Two years ago, Addy Joy Sooter’s grandma noticed a little “hitch” in her granddaughter’s step.
Initially, Addy’s mom and dad didn’t think anything of the minor change in the 2-year-old’s walk, until several visits to the doctor confirmed the worst—Addy had a deadly tumor on her brain stem.
Later that year, the toddler was officially diagnosed with Diffuse Intrinsic Pontine Glioma, or what is known as DIPG.
According to defeatdipg.org, DIPG is “a brain tumor found in a part of the brain stem called the pons. The pons controls essential bodily functions such as heartbeat, breathing, swallowing, eye movement, eyesight, and balance.”
The aggressive tumor is known to affect exclusively children, and it interferes with almost all everyday activities, including the ability to move, talk, eat, and drink.
While the survival rate for DIPG patients “very low,” the Sooters still held high hopes for a cure for their baby girl.
In her first 3 months of treatment, Addy seemed to be responding well to the countless rounds of radiation. However, at the 6-month mark, the treatment ceased working and the tumor grew larger.
Medical professionals told Addy’s parents that there was nothing more they could do and that they should take her home to “make memories.”
However, the Sooters weren’t about to give up on fighting for their daughter’s life that easily.
They made the tough decision to take the toddler to Mexico to participate in an “experimental treatment.”
Starting in the summer of 2017, the Sooters went to Mexico every 3 to 6 weeks to get treatment for Addy… but sadly in May of this year, they received the heartwrenching news that her tumor was back and had spread down her whole spine.

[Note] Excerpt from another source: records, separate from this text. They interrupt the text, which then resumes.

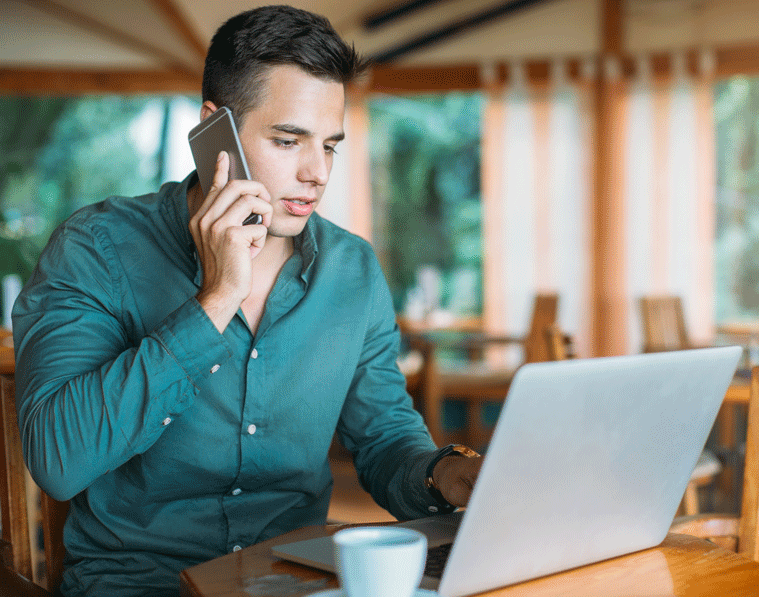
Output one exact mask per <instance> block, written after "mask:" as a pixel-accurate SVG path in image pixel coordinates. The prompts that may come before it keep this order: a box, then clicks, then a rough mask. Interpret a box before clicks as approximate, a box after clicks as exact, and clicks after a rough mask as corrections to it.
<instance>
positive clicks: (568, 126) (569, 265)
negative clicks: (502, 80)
mask: <svg viewBox="0 0 759 597" xmlns="http://www.w3.org/2000/svg"><path fill="white" fill-rule="evenodd" d="M510 73H511V77H510V81H511V82H510V85H509V87H508V88H507V89H506V90H505V92H504V93H503V94H502V96H501V99H500V101H501V102H502V103H503V111H504V115H505V116H504V126H503V152H502V153H503V155H502V160H503V167H502V172H503V180H502V181H501V183H500V186H501V187H502V188H501V190H500V195H501V197H502V199H501V202H500V205H499V204H496V206H495V208H493V209H491V213H486V214H485V217H494V218H499V220H500V221H499V224H500V225H499V226H498V229H500V231H501V232H500V235H501V236H500V238H499V239H498V241H497V242H496V243H491V242H489V239H485V246H486V247H492V248H493V250H495V251H497V255H495V256H492V255H489V258H491V259H494V260H499V261H500V264H501V268H502V271H503V276H502V279H501V295H500V296H498V297H494V298H493V299H488V300H500V301H502V308H500V309H496V310H495V311H496V312H498V313H499V314H500V316H501V317H502V318H503V321H501V322H497V324H498V325H497V327H498V328H499V329H501V330H503V331H505V332H507V333H510V334H515V335H523V334H525V333H526V332H527V330H528V328H529V322H530V317H531V315H532V304H533V299H534V297H535V295H536V294H537V293H539V292H557V293H558V294H559V296H560V301H559V310H560V313H559V323H560V325H561V327H562V328H563V329H564V330H566V331H567V332H570V333H572V334H573V335H574V336H575V338H576V341H577V344H578V350H579V351H581V352H584V353H587V338H588V329H587V328H588V325H589V315H590V312H589V309H588V304H589V303H588V301H589V283H590V282H589V267H588V266H589V263H590V259H591V252H590V236H589V233H590V232H589V231H590V211H589V209H588V206H589V203H588V200H589V184H588V180H589V169H588V157H589V149H590V148H589V142H588V139H589V135H588V124H589V111H588V106H587V94H586V93H585V92H584V90H583V89H582V88H581V87H577V86H574V85H571V84H569V83H568V82H567V78H566V76H565V67H564V64H563V63H557V64H556V65H555V66H554V68H553V76H552V81H551V84H550V85H549V87H548V89H540V90H536V89H531V88H530V87H529V85H528V84H527V82H526V80H525V77H524V75H523V69H522V67H521V65H518V64H517V65H513V66H512V67H511V69H510ZM538 106H539V107H540V110H538V109H537V107H538ZM546 118H547V122H546V121H544V120H545V119H546ZM483 159H487V156H485V157H483ZM494 269H496V271H497V270H498V267H497V266H494Z"/></svg>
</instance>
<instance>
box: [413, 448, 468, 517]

There was truly nothing more that could be done, other than to say goodbye to their sweet little girl.
In an emotional post, Addy’s dad, Matt, shared an image of his son Jackson saying goodbye to his little sister, along with a caption that declared the goodness of God amidst this tragedy:
“A little boy should not have to say goodbye to his partner in crime, his play mate, his best friend, his little sister. This isn’t how it’s supposed to be. But this is the broken world we live in. Addy’s symptoms have progressed rapidly over the past day and a half. Yesterday she woke up as her spunky playful self. While we still see short instances of our girl she can no longer eat or swallow without difficulty and she’s sleeping most of the time now and we’ve admitted her into inpatient care. Most likely she doesn’t have much time left. For our family and close friends if you feel you need to tell her goodbye we recommend you contact us and do so soon. Pray for Jackson. He doesn’t want to leave her side and we won’t make him. Pray for us. That we have the right words and can make the necessary arrangements in time.

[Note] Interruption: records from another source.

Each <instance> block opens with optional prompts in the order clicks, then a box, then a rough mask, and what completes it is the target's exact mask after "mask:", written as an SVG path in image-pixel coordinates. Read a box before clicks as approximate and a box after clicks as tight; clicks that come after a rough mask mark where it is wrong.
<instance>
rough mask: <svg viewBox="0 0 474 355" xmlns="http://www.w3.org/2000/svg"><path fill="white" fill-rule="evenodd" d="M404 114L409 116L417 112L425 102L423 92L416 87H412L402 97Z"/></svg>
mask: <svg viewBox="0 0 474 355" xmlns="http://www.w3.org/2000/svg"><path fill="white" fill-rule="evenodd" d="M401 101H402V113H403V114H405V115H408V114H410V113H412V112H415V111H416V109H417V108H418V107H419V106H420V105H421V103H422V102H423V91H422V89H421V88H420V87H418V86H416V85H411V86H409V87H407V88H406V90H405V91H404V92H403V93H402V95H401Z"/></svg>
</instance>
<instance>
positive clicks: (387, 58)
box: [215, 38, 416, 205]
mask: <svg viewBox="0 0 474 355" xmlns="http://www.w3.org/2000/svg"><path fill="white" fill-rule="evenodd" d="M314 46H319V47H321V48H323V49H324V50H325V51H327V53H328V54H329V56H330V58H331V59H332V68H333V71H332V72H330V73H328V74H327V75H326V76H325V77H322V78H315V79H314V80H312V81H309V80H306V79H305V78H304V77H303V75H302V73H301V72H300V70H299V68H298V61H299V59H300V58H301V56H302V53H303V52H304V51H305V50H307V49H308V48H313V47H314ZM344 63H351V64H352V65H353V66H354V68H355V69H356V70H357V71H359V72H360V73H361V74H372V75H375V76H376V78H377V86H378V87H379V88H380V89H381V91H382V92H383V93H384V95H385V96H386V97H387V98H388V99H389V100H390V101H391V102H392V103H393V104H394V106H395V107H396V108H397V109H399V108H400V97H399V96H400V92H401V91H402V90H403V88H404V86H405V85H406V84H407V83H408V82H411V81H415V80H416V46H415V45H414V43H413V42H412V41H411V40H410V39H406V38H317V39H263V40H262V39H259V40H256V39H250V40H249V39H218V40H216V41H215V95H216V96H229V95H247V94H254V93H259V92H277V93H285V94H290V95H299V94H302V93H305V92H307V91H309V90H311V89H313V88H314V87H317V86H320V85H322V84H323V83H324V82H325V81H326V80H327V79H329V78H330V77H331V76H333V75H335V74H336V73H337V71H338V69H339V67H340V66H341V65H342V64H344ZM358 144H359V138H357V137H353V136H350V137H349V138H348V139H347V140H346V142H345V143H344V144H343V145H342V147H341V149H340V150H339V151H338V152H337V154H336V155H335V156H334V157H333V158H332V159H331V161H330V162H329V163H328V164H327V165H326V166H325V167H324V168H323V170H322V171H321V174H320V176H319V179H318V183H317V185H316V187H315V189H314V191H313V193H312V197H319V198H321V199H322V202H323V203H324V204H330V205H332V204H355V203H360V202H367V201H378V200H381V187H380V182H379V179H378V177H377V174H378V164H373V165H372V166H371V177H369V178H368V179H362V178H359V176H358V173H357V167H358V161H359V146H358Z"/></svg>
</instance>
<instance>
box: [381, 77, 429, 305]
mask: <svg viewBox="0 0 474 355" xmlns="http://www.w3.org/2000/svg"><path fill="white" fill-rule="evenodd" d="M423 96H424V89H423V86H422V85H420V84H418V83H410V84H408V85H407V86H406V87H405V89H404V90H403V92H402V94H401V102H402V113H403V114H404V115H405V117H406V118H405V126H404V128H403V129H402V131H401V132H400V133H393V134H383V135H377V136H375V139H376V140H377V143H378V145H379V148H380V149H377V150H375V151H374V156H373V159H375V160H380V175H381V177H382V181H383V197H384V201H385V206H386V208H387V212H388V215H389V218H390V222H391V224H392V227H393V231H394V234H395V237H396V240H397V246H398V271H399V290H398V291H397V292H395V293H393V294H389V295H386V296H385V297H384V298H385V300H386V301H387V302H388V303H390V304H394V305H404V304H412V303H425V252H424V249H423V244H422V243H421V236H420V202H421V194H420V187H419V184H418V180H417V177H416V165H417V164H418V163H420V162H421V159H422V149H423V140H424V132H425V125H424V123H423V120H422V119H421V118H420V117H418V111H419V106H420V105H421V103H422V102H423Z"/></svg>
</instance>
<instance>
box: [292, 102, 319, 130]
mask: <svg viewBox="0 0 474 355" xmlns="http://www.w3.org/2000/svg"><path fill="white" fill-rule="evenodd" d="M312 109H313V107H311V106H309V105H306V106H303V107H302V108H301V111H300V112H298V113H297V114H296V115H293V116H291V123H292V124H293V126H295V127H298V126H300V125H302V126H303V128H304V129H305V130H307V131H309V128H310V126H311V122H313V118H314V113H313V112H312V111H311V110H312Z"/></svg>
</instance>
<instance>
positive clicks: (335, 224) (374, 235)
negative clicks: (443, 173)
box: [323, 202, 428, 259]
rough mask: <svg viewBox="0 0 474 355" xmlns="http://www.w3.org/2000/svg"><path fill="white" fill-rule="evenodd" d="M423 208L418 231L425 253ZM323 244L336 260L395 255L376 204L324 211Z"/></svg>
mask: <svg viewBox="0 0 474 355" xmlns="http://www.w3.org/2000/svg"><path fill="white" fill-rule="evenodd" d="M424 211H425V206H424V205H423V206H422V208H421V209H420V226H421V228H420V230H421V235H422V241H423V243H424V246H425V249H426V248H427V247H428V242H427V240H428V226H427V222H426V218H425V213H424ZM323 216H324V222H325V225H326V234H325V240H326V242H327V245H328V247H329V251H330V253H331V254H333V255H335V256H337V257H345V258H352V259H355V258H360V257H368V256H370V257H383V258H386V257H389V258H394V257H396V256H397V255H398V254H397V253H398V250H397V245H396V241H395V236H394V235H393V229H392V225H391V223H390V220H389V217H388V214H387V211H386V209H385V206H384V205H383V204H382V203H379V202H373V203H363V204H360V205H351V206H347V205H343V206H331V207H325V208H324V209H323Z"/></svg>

Always remember: God is in this situation, He’s up to something, and He’s up to something GOOD.”
On June 3rd, Addy took her final breath, surrounded by her family.
While they are devastated by her death, the Sooters remain confident that God will work all things out for good for those who love Him, as promised in Romans 8:28.
According to Matt, though they “miss their sissy,” they are glad she’s no longer in pain and is instead resting in the arms of Jesus.
Addy donated her brain, spine, and tumors to scientific research “in hopes of saving future children from a similar fate.”
In lieu of flowers, the Sooters requested that people “please consider making a donation to the Michael Mosier Defeat DIPG Foundation, Arkansas Children’s Hospital, or Ronald McDonald House Charities of Arkansas.”